Según Federico Nietzsche nuestra cultura es mala (aunque ella se proclama buena) porque ama la muerte (las guerras y las guerrillas) la destrucción y el masoquismo. Todo ello lo discute ampliamente en sus libros desde la base del aforismo.
Él censuró severamente que Sócrates haya dicho alguna vez que “vivir es estar mucho tiempo enfermo” y que “morir es un bien y no un mal”. Esto último lo dice el estagirita en la “Apología de Sócrates”. También le chocaba agriamente aquella frase del Nuevo Testamento: “Si tu ojo derecho es ocasión de pecar, ¡sácatelo!”, sin embargo la mayoría de personas de ayer, hoy y mañana ven en esas frases griegas y judeocristianas, gran sabiduría y bondad. Él veía en ellas mucha torpeza y maldad.
He dicho que el autor de “Aurora” no intentaba exactamente crear una nueva moral sino que, en su creencia cíclica “del eterno retorno” o del tiempo circular que siempre regresa a las posiciones iniciales (como siempre se regresa a la primavera después del invierno) pensaba que el hombre y la cultura debían retornar cíclicamente (que así no tiene el matiz de involución) a las instancias morales que tradicionalmente se habían clasificado como malas. Esto es, las instancias del instinto, así como Picasso quiso regresar a la escultura y pintura “primitivas” cuyas esencias plásticas le fueron altamente renovadoras, frente al cansancio de un arte florielegiado pero agónico. Picasso, los dadá y todos los siglos XX y XXI beben de la fuente de Nietzsche arrancada a Schopenhauer, al budismo y a “Los Vedas” que serán renovadores. En otro artículo de esta serie he tratado amplia y gratamente estos influjos. Porque aunque FN. llegó a “odiar” intelectualmente a Schopenhauer nada sería sin éste, como éste nada sería sin el mundo religioso de Oriente donde descansa Buda como un Cristo oriental que proclama el no desear antes que el amor.

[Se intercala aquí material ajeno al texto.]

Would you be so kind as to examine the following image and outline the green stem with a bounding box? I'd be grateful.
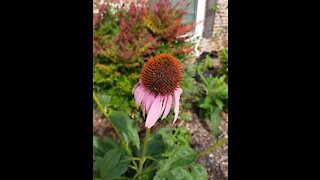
[93,92,138,169]
[197,139,228,158]
[138,128,150,177]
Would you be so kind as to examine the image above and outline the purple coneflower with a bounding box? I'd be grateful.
[132,54,182,128]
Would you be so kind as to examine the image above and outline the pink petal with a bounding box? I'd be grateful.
[161,94,172,119]
[142,93,156,117]
[160,95,167,116]
[146,93,156,114]
[173,88,182,124]
[132,83,139,94]
[145,95,164,128]
[134,86,145,107]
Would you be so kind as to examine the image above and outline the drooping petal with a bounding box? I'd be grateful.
[161,94,172,119]
[160,95,167,116]
[146,93,156,114]
[134,86,146,107]
[132,83,139,94]
[145,95,164,128]
[142,92,156,117]
[173,87,182,124]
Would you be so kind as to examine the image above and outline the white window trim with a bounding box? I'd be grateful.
[191,0,207,56]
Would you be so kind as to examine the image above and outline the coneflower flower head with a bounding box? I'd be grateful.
[132,54,182,128]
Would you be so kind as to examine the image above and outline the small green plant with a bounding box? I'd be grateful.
[93,93,227,180]
[218,47,228,83]
[197,56,228,140]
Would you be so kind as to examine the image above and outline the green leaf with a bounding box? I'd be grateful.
[98,94,111,108]
[156,146,196,178]
[93,136,119,157]
[214,99,223,110]
[110,111,140,148]
[146,139,168,158]
[210,107,221,140]
[98,148,130,180]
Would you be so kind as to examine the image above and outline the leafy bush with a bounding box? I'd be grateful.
[218,47,228,83]
[93,112,208,180]
[93,1,194,115]
[196,50,228,140]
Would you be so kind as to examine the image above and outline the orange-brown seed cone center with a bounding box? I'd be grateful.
[140,54,182,95]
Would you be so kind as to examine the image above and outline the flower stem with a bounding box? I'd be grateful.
[138,128,150,177]
[197,139,228,158]
[93,92,138,169]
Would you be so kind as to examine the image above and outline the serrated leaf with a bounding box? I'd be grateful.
[99,148,130,180]
[93,136,119,157]
[156,146,196,178]
[214,99,223,110]
[110,111,140,148]
[210,107,221,140]
[146,139,168,158]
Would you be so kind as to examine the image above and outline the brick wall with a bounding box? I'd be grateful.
[200,0,228,52]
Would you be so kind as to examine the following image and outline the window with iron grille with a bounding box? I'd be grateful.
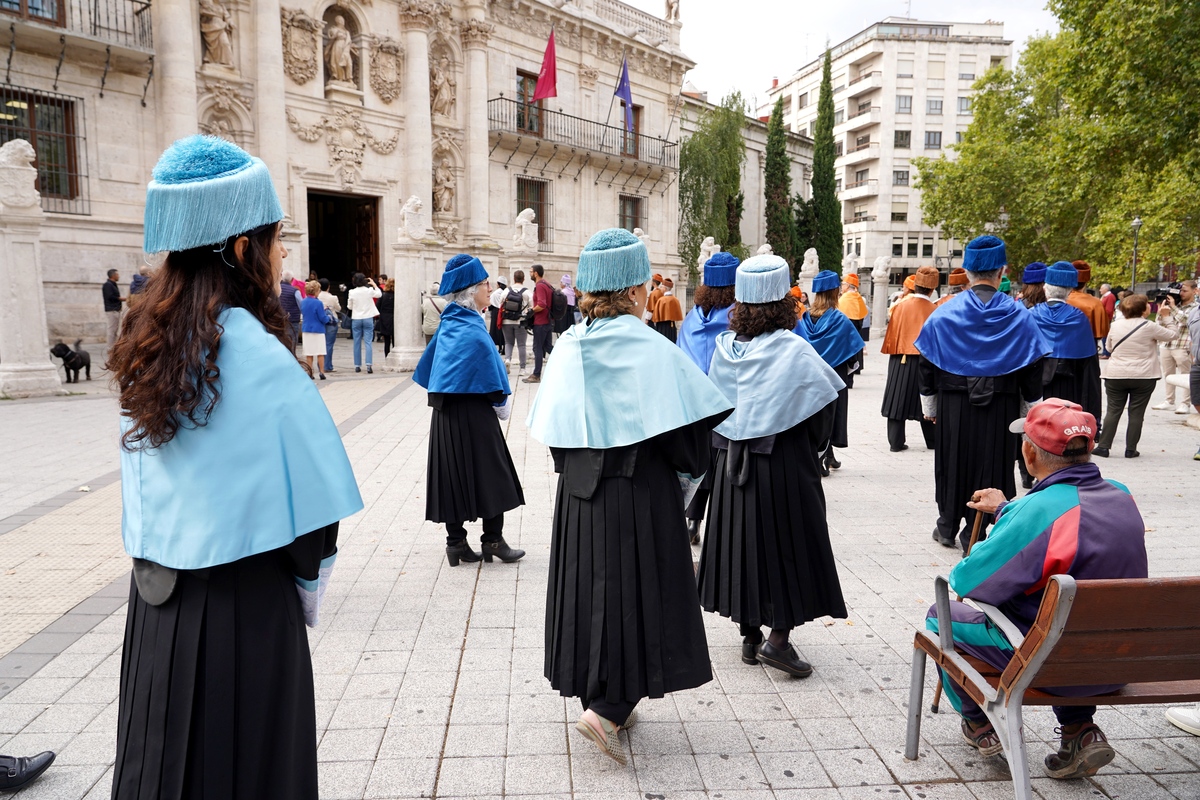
[617,194,646,233]
[0,0,66,25]
[517,178,554,253]
[0,86,91,213]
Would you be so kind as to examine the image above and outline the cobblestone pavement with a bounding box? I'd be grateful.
[0,342,1200,800]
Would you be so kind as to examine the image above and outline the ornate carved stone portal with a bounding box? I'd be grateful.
[371,36,404,103]
[281,8,324,85]
[287,108,400,191]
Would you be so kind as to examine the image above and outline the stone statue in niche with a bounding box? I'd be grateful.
[696,236,721,275]
[430,56,456,116]
[200,0,233,67]
[512,209,538,249]
[325,14,358,86]
[433,158,454,213]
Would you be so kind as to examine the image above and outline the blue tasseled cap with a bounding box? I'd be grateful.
[143,136,283,253]
[438,253,487,295]
[962,236,1008,272]
[575,228,650,291]
[812,270,841,294]
[704,252,738,288]
[1046,261,1079,289]
[734,254,792,303]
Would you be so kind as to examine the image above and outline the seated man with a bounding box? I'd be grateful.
[925,398,1147,778]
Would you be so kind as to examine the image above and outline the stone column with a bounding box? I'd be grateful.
[253,0,290,217]
[871,255,892,337]
[458,17,492,245]
[0,139,66,397]
[151,0,199,150]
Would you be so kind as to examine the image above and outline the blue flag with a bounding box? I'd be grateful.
[612,59,634,131]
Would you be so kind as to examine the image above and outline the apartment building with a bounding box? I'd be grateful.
[760,17,1013,282]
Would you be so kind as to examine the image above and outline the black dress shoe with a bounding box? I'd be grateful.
[446,541,482,566]
[758,642,812,678]
[0,750,54,792]
[480,536,524,564]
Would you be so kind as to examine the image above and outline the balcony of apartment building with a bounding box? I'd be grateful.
[846,70,883,100]
[838,178,880,201]
[0,0,154,55]
[484,97,679,180]
[835,142,880,168]
[833,104,883,136]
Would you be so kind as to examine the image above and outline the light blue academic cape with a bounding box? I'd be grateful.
[121,308,362,570]
[708,330,846,441]
[527,314,730,450]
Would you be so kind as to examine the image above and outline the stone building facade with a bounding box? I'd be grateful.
[760,17,1013,282]
[0,0,692,367]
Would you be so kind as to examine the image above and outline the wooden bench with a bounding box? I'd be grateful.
[905,575,1200,800]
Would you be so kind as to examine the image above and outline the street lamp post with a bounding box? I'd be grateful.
[1129,217,1142,293]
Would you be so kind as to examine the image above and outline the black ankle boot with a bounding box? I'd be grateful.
[446,540,491,566]
[482,536,524,564]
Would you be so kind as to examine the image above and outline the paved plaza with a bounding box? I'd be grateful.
[0,341,1200,800]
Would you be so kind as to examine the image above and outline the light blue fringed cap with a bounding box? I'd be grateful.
[812,270,841,294]
[575,228,650,291]
[733,254,792,303]
[438,253,487,296]
[962,235,1008,272]
[143,136,283,253]
[1046,261,1079,289]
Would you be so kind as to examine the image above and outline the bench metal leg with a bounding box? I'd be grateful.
[904,648,925,762]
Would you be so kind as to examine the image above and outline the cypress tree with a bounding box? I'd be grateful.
[763,97,796,272]
[811,50,842,275]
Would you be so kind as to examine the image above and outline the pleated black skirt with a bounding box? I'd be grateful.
[425,395,524,523]
[698,415,846,628]
[545,415,725,703]
[934,390,1020,523]
[112,549,317,800]
[880,355,925,421]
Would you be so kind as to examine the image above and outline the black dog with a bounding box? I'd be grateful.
[50,339,91,384]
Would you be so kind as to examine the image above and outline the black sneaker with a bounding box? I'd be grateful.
[1045,722,1116,781]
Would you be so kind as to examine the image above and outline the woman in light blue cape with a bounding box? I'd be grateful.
[528,229,731,764]
[108,137,362,800]
[697,255,862,678]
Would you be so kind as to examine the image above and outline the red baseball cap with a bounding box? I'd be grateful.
[1008,397,1096,456]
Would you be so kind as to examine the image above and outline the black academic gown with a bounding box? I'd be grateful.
[545,414,727,704]
[112,523,338,800]
[425,392,524,523]
[698,404,846,630]
[919,287,1043,547]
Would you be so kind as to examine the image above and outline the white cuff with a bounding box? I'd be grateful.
[920,395,937,419]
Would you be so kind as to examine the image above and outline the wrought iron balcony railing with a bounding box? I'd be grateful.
[487,97,679,169]
[0,0,154,50]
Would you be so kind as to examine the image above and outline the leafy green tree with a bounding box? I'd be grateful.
[679,92,746,283]
[762,96,796,271]
[809,49,842,273]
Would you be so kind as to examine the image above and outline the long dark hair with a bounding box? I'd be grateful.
[108,223,292,450]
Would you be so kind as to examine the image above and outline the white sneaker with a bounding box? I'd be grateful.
[1166,705,1200,736]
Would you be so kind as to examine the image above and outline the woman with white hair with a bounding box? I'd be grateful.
[413,253,524,566]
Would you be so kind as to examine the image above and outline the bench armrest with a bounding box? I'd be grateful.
[965,597,1025,650]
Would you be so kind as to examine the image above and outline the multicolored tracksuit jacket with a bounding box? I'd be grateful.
[925,463,1147,724]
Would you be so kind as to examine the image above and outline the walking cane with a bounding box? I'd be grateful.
[929,511,983,714]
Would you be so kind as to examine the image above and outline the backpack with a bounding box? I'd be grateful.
[550,289,566,321]
[503,289,524,321]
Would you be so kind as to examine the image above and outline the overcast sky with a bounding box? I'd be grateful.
[625,0,1057,103]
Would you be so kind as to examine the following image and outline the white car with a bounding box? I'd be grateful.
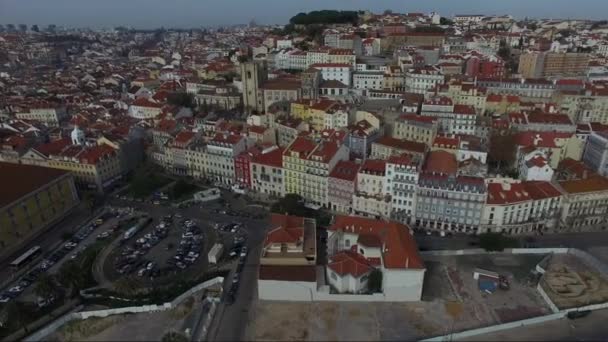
[8,286,23,293]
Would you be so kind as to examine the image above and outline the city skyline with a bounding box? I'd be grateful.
[0,0,608,29]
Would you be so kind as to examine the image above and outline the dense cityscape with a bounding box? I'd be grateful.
[0,10,608,341]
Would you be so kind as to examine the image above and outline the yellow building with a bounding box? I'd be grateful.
[283,137,349,207]
[427,81,486,114]
[393,114,438,146]
[0,163,79,256]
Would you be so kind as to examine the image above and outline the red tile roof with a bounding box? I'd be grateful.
[359,159,386,174]
[251,146,284,167]
[0,162,68,208]
[329,215,424,269]
[327,251,374,278]
[521,181,562,200]
[423,150,458,175]
[329,160,359,182]
[559,175,608,194]
[374,136,427,153]
[487,183,531,205]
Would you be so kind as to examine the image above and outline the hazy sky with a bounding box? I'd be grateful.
[0,0,608,28]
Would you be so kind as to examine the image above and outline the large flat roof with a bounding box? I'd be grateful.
[0,162,68,208]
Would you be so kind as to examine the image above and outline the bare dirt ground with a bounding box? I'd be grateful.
[245,255,550,341]
[541,254,608,309]
[48,300,194,341]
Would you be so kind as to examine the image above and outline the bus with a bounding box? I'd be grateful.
[11,246,40,268]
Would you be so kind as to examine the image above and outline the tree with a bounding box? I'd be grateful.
[34,273,57,299]
[167,92,195,108]
[237,55,249,63]
[59,260,89,297]
[479,233,517,252]
[367,268,382,293]
[114,277,142,296]
[439,17,454,26]
[270,194,310,217]
[488,134,515,170]
[161,331,189,342]
[5,300,28,333]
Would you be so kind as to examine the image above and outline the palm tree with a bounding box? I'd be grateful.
[59,260,85,297]
[114,277,141,295]
[34,273,57,299]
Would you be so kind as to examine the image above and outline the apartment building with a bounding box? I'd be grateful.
[405,66,445,94]
[353,159,391,219]
[415,151,487,234]
[327,160,360,214]
[558,175,608,231]
[15,102,68,127]
[0,163,80,257]
[205,133,247,185]
[384,153,421,224]
[479,179,562,234]
[583,132,608,176]
[393,114,439,146]
[283,136,349,207]
[250,146,285,198]
[518,51,589,78]
[310,63,352,88]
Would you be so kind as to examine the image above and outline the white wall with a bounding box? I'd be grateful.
[382,268,426,302]
[258,279,317,302]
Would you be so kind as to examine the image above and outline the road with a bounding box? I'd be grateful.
[416,232,608,250]
[463,310,608,341]
[0,204,98,288]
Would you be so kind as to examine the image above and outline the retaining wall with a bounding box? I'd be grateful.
[23,277,224,342]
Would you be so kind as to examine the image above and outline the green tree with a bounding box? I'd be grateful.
[479,233,517,252]
[367,268,382,293]
[5,300,28,333]
[270,194,310,217]
[488,134,515,170]
[34,273,57,298]
[439,17,454,26]
[59,260,90,297]
[161,331,189,342]
[167,92,195,108]
[114,277,142,296]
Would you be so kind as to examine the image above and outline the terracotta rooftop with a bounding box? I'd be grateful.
[327,251,374,278]
[559,175,608,194]
[329,215,424,269]
[423,150,458,175]
[0,162,68,208]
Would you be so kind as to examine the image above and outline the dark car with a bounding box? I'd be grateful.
[566,310,591,319]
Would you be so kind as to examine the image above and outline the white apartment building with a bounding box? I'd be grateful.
[405,66,445,94]
[15,106,67,127]
[353,159,391,219]
[205,133,247,185]
[353,71,384,90]
[311,63,352,88]
[129,97,162,120]
[384,154,419,224]
[479,178,561,234]
[283,136,349,207]
[250,146,285,197]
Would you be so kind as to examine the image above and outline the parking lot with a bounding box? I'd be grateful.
[0,209,131,307]
[423,254,550,331]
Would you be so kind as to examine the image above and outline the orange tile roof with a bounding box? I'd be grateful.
[329,215,424,269]
[559,175,608,194]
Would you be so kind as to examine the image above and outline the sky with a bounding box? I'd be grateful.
[0,0,608,28]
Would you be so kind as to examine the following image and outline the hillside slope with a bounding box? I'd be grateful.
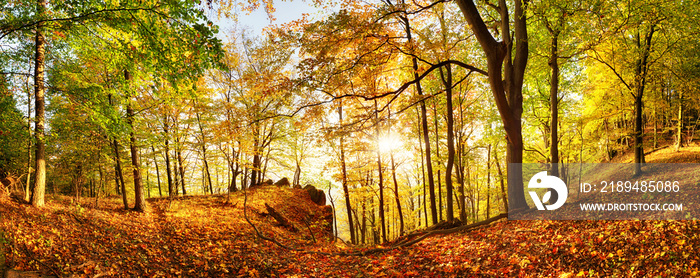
[0,147,700,277]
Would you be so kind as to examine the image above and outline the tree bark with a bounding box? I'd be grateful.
[24,74,32,203]
[374,99,387,242]
[440,65,455,223]
[338,100,357,244]
[124,70,146,212]
[549,34,559,178]
[634,25,656,176]
[457,0,528,208]
[32,0,46,207]
[401,8,438,224]
[163,115,175,197]
[197,113,214,194]
[387,106,404,236]
[112,139,129,209]
[486,144,491,219]
[494,149,508,212]
[151,145,163,197]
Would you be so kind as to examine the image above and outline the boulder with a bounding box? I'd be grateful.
[275,178,289,187]
[304,184,326,206]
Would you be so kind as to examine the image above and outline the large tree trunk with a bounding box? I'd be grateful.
[151,145,163,197]
[32,0,46,207]
[124,70,146,212]
[338,100,357,244]
[374,99,387,243]
[24,77,32,202]
[112,139,129,209]
[387,106,405,236]
[390,153,405,236]
[457,0,528,208]
[634,25,656,176]
[549,32,559,177]
[676,90,683,151]
[175,147,187,196]
[440,65,455,223]
[494,148,508,212]
[163,116,175,197]
[433,99,443,221]
[401,8,438,224]
[486,144,491,219]
[197,113,214,194]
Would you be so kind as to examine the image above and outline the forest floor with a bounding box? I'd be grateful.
[0,147,700,277]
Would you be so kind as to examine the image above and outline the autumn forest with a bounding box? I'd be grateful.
[0,0,700,277]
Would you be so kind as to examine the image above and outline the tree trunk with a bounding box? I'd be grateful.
[457,0,528,211]
[24,77,32,203]
[433,99,443,221]
[112,139,129,209]
[676,90,683,151]
[549,31,559,179]
[173,152,180,196]
[124,70,146,212]
[197,113,214,194]
[390,153,404,236]
[175,148,187,196]
[440,65,455,223]
[634,25,656,176]
[387,105,404,236]
[486,144,491,219]
[151,145,163,197]
[32,0,46,207]
[163,116,175,197]
[374,99,387,242]
[401,9,438,224]
[494,149,508,212]
[338,100,357,244]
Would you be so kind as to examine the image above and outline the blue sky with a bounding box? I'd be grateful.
[214,0,320,41]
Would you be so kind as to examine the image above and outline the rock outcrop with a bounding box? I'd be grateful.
[304,184,326,206]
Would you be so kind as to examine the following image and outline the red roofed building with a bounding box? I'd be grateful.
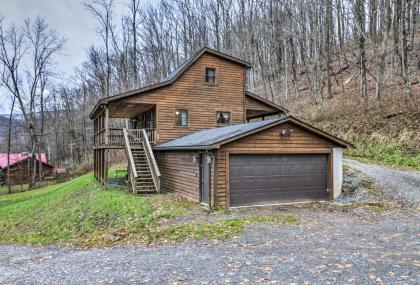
[0,152,54,184]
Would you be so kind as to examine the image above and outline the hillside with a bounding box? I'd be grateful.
[283,53,420,169]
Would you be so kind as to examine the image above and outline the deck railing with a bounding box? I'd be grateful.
[94,128,156,147]
[108,128,124,145]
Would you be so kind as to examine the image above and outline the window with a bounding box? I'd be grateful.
[216,111,231,125]
[175,109,188,127]
[205,67,216,85]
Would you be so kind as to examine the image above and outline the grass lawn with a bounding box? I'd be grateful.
[0,174,296,246]
[0,184,28,195]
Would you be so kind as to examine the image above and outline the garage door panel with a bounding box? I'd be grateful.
[229,154,328,206]
[232,191,324,206]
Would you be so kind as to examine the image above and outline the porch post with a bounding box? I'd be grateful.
[105,106,109,145]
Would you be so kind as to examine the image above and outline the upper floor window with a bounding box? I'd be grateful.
[216,111,231,125]
[175,109,188,127]
[205,67,216,85]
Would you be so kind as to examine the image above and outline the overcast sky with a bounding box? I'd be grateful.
[0,0,99,114]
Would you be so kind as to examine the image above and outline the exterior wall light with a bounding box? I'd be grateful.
[281,129,293,137]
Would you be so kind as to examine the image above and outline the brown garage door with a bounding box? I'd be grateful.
[229,154,328,207]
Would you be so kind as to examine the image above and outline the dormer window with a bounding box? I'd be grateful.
[175,109,188,127]
[204,67,216,85]
[216,111,231,126]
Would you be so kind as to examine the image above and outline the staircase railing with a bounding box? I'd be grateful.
[141,129,161,193]
[123,129,138,192]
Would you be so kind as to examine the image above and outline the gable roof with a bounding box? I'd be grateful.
[0,152,52,168]
[245,91,289,113]
[155,115,353,150]
[89,47,251,118]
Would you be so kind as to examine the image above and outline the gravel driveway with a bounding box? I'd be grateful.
[0,161,420,284]
[344,159,420,203]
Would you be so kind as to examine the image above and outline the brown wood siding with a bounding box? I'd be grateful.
[245,96,280,112]
[155,151,200,202]
[216,123,334,207]
[110,54,246,143]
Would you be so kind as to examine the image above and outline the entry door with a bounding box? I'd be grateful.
[201,154,210,205]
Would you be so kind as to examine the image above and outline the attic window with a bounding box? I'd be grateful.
[175,109,188,127]
[204,67,216,85]
[216,111,231,126]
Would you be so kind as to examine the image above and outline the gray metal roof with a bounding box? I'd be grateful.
[155,117,285,149]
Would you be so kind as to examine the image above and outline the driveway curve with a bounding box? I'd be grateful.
[344,159,420,203]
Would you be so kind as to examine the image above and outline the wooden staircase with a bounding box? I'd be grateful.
[123,129,160,194]
[131,148,156,193]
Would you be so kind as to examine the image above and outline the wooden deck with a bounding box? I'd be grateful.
[94,128,156,149]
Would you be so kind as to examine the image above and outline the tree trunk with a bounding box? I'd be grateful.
[7,96,16,194]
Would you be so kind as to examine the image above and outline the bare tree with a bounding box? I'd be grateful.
[0,18,64,188]
[85,0,114,97]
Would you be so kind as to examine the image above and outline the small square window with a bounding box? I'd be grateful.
[175,109,188,127]
[205,67,216,85]
[216,111,231,125]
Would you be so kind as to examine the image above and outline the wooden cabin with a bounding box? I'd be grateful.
[90,48,350,207]
[0,152,54,185]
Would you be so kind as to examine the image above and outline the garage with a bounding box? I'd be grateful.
[229,154,329,207]
[155,116,352,208]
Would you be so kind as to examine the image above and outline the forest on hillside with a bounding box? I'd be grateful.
[0,0,420,180]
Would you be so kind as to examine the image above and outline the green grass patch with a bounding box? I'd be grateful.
[0,174,198,245]
[0,174,297,246]
[141,215,298,243]
[0,184,28,196]
[341,202,390,212]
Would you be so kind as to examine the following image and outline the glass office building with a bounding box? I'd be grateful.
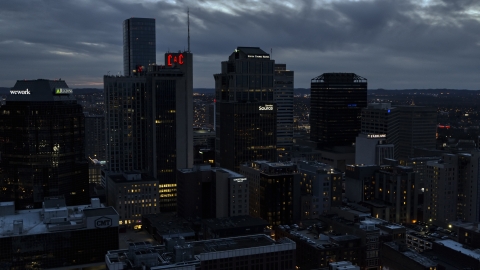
[123,18,156,76]
[214,47,277,172]
[310,73,367,149]
[0,79,89,209]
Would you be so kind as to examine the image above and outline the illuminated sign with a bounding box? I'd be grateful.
[10,88,30,95]
[258,105,273,111]
[247,54,270,59]
[367,134,387,138]
[55,88,73,95]
[167,53,185,66]
[95,217,112,229]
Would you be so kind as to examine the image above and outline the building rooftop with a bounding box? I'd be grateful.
[203,215,269,230]
[105,234,295,270]
[384,242,437,267]
[0,199,118,238]
[142,213,195,238]
[237,47,269,55]
[436,239,480,260]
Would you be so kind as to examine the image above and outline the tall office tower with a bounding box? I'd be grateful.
[423,154,458,226]
[457,150,480,222]
[361,103,398,141]
[297,161,342,215]
[389,106,437,159]
[345,165,379,203]
[103,76,150,172]
[85,114,106,161]
[240,160,300,226]
[214,47,277,172]
[374,166,418,224]
[147,52,193,212]
[355,133,394,165]
[177,165,249,219]
[310,73,367,149]
[123,18,157,76]
[0,80,89,209]
[273,64,294,152]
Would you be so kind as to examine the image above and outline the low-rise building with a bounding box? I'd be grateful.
[105,171,158,227]
[105,234,296,270]
[202,215,268,239]
[0,196,118,269]
[381,242,438,270]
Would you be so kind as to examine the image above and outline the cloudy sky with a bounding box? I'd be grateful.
[0,0,480,90]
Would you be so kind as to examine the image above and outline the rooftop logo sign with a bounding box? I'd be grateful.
[10,88,30,95]
[54,88,73,95]
[247,54,270,59]
[258,105,273,111]
[95,217,112,229]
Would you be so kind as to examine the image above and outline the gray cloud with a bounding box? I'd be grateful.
[0,0,480,89]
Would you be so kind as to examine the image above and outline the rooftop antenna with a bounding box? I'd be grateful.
[187,8,190,52]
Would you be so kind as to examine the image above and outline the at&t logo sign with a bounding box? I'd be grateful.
[95,217,112,229]
[258,105,273,111]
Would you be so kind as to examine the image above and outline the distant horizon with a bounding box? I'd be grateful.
[0,0,480,90]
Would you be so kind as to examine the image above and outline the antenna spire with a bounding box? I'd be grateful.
[187,8,190,52]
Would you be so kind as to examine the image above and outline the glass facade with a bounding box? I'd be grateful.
[104,76,148,172]
[310,73,367,149]
[0,80,89,209]
[214,47,277,172]
[123,18,156,76]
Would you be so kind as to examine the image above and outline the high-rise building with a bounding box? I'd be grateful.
[388,106,437,159]
[273,64,294,152]
[106,171,159,228]
[123,18,156,76]
[374,166,418,224]
[0,79,89,209]
[423,150,480,226]
[297,161,343,215]
[103,76,150,172]
[423,154,458,225]
[240,161,301,226]
[214,47,277,171]
[361,103,398,140]
[104,52,193,212]
[85,114,106,161]
[177,165,250,219]
[147,52,193,212]
[310,73,367,149]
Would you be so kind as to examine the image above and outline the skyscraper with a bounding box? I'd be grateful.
[388,106,437,159]
[123,18,156,76]
[310,73,367,149]
[273,64,294,154]
[214,47,277,172]
[103,76,149,172]
[146,52,193,212]
[0,79,89,209]
[106,18,193,212]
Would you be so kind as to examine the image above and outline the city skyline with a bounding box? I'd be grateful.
[0,0,480,90]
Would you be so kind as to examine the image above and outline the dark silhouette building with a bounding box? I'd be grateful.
[104,52,193,212]
[214,47,277,171]
[310,73,367,149]
[123,18,156,76]
[0,79,89,209]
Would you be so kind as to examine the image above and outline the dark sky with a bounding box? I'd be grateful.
[0,0,480,90]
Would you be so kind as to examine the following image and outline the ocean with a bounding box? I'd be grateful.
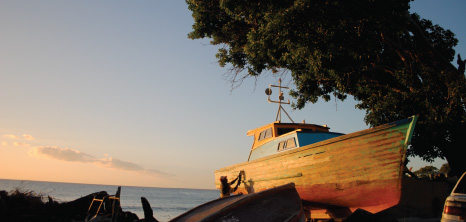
[0,179,219,222]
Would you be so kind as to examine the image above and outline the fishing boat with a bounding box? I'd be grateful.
[215,81,417,218]
[170,183,305,222]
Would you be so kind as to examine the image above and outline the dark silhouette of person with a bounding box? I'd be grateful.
[220,172,241,198]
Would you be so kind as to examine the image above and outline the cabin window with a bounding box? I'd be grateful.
[277,128,296,136]
[257,128,272,141]
[277,137,296,151]
[286,137,296,149]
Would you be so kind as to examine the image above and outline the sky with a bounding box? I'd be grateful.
[0,0,466,189]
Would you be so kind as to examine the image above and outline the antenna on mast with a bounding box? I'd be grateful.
[265,79,294,123]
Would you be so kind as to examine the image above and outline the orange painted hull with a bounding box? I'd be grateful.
[215,118,415,213]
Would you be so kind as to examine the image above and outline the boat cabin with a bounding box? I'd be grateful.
[247,121,343,161]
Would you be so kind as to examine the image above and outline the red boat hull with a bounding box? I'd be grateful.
[215,118,415,218]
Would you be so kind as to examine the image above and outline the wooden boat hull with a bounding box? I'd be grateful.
[215,116,416,213]
[170,183,305,222]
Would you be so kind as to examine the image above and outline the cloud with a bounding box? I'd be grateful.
[29,146,95,163]
[2,134,19,139]
[29,146,172,176]
[13,142,31,146]
[23,134,34,140]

Por siglos y siglos (desde Sócrates y Platón pasando por Cristo hasta nuestros días) la condena de los instintos fue casi total. (El Renacimiento es una excepción) Nietzsche con Schopenhauer les lanzaron el salvavidas del rescate inmoralista y Freud tiró de él hacia una playa acogedora y espléndida: la de “El malestar en la cultura”. Del mismo salvavidas que los presocráticos y su “naturalismo” habían confeccionado pero que quedó inerte y rígido por siglos.
Porque el hombre agarró un tenebroso miedo a sus propios instintos (los condenó a la torre de Segismundo de Calderón) y los llamó malos sin más. Respetó a la razón como reina del universo, la misma razón que -con el fin de ahogar a los “malos” instintos instituyó soberana y produjo paradójicamente en su nombre miseria, guerra, muerte, enfermedad- porque con los cuatro jinetes del Apocalipsis monta ella.
¿Y los instintos? Ahogados, sofocados y despreciados. Y su imperio de intuición, imaginación y fantasía: ¡despreciados! Pero lo que es peor: ¡la Vida!, porque los instintos son la fuente de ella, de la supervivencia de la especie y del hombre, tenida y tachada por mancha y pecado. Es decir, lo vital, lo que empuja hacia adelante, lo que no se deja morir…
Nietzsche (haciendo eco de Schopenhauer aunque no lo quiera) declara enfáticamente que los instintos son buenos. Que son fundamentalmente lo bueno, porque son la única garantía de la Vida. Y mientras que la razón nos ha llevado continuamente a la muerte, en cambio los instintos (pese a la guerra, el dolor y la miseria) continúan tercos insuflando vida en la vida y hasta vida en la muerte.
Pero ninguno de los dos maestros: proponen un desfogue, un desboque brutal de los instintos. Proponen como los poetas románticos (Holderlin, Schiller) una nueva era en que la vida (los instintos) comanden la Vida con su afán de sobrevivencia y una condena total a todo cuanto haga peligrar la estabilidad de la especie: guerras, gases contaminadores, fábricas polucionantes, manipulación religiosa. Proclaman (renegando de toda cultura anterior) que los instintos son buenos y bellos ¡y respetables!